Methane trapped in the pores of ice forms a frozen compound called gas hydrate. Vast deposits are held at high pressure 1,500 feet under the ocean floor on continental shelves around the world.
“It looks like dry ice, but if you put a lighted match to it, it will burn,” said David Howell of the U.S. Geological Survey. “It’s actually ice that burns.”
By some estimates, twice as much carbon energy is contained in gas hydrate as in all fossil fuels combined.
Harvesting that energy bonanza may be one of the great engineering challenges of the age, a panel of experts said Monday at the national meeting of the American Association for the Advancement of Science.
Gas hydrate forms under the seabed or under permanently frozen soil when methane, produced by biological action, collects as bubbles within water ice over hundreds of thousands of years.
Released from the pressure of the deep, the ice disappears within minutes.
“If you bring it to the surface, it bubbles and fizzes and is gone,” said Charles Paull of the University of North Carolina. “It’s difficult to study something that is fizzing away in front of you.”
There are serious environmental concerns about tampering with the hydrate deposits, said William P. Dillon of the U.S. Geological Survey.
An accident could cause ocean floor avalanches, leading to a sudden release of methane.

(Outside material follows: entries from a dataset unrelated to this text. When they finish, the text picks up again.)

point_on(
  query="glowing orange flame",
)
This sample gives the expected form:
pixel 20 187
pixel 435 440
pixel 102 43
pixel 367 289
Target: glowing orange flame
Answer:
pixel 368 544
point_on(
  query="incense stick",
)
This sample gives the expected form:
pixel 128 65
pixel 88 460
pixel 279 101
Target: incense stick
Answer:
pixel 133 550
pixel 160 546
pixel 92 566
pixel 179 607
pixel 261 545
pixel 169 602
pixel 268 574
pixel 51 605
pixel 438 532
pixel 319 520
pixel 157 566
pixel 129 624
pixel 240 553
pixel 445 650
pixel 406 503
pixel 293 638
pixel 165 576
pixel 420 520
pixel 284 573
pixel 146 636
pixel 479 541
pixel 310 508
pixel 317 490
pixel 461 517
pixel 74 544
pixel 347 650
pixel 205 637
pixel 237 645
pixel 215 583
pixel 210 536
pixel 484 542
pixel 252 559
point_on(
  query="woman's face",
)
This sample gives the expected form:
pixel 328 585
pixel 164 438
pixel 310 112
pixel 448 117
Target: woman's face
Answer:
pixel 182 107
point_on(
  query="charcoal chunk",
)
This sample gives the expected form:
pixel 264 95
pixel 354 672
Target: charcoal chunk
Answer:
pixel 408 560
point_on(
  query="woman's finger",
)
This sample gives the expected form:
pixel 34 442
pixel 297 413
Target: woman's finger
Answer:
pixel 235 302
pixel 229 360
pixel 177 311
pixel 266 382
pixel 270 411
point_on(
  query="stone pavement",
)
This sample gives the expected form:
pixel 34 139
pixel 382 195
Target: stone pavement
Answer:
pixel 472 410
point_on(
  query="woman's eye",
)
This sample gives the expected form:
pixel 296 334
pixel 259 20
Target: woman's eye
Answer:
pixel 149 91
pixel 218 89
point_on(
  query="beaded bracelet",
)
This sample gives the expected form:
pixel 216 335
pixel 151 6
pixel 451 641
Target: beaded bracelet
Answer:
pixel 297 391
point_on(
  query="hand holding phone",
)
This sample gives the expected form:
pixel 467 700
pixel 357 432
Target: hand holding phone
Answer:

“Methane from the hydrate reservoir might significantly modify the global greenhouse,” said Dillon.
Gas hydrate deposits contain about three times the amount of methane now in the atmosphere, and methane has a greenhouse effect 10 times that of carbon dioxide. Both carbon dioxide and methane in the atmosphere trap heat about the Earth. Some scientists fear that an increase in the two gases could lead to global warming and a significant change of the world’s climate.
Paull is scientific leader of an expedition that will drill off the Carolina coast later this year to explore a Rhode Island-sized hydrate deposit that may contain 1,300 trillion cubic feet of methane. That’s enough gas to supply the U.S. for about 70 years.
Paull said an airtight container will be lowered into the deposit, filled with the ice and then sealed to keep the material at high pressure. It then can be brought up and studied in pressure chambers.
Researchers have proposed several ways of harvest hydrate energy. All involve making the gas escape from the ice while it is still in place under the ocean floor. The gas could then be captured and piped to the surface. There is doubt, however, that any of the methods will work.
“We don’t know now if we will be able to extract it for use,” said Paull. “It will involve a technique that is yet to be developed. That’s way out in the future.”